Among the putative mechanisms accounting for vascular disease, Nox2, one the most important cellular producers of reactive oxidant species (ROS), could play a role. Nox2 encompass, indeed, pro-inflammatory and vasoconstriction properties which may favor vascular occlusion [2,3]. These properties have been deduced by experiments in patients with chronic granulomatous disease, who are characterized by hereditary deficiency of Nox2 and display enhanced artery dilatation and reduced atherosclerotic burden [4]. Furthermore Nox2 is implicated in thrombosis as it elicits platelet aggregation via overproduction of hydrogen peroxide, isoprostane or inactivation of nitric oxide [2]. Experimental studies in Nox2 knock-out models showed impaired thrombus formation in small but not in large arteries [5,6].
As a previous study from our group reported that Nox2 is overactivated in patients with community-acquired pneumonia [7], we speculated that a similar behavior could be detected in patients hospitalized for Covid-19, which are essentially complicated by several pneumonia read-outs [8]. Thus, the aim of the present study was to assess the behavior of Nox2 in Covid-19 patients with different degrees of disease severity and its relationship with thrombosis complications.
2. Methods
Covid-19 cohort was prospectively recruited and followed-up by 3 divisions at University hospital located in Rome and Latina, (Italy).

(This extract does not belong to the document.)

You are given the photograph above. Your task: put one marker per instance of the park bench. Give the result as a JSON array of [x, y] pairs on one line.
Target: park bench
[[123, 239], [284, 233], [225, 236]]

We included in the study adult (≥18 years) patients with laboratory-confirmed Covid-19 and severe acute respiratory syndrome coronavirus-2(SARS-CoV2)-related pneumonia, consecutively hospitalized in March 2020. Covid-19 was diagnosed on the basis of the WHO interim guidance [9]. Severe disease was defined as the need of intensive care unit (ICU) admission. Patients matched for demographic and clinical characteristics but without acute infections were used as controls.
Nox2 activation was measured as soluble Nox2-derived peptide (sNox2-dp) with an ELISA method as previously reported [10].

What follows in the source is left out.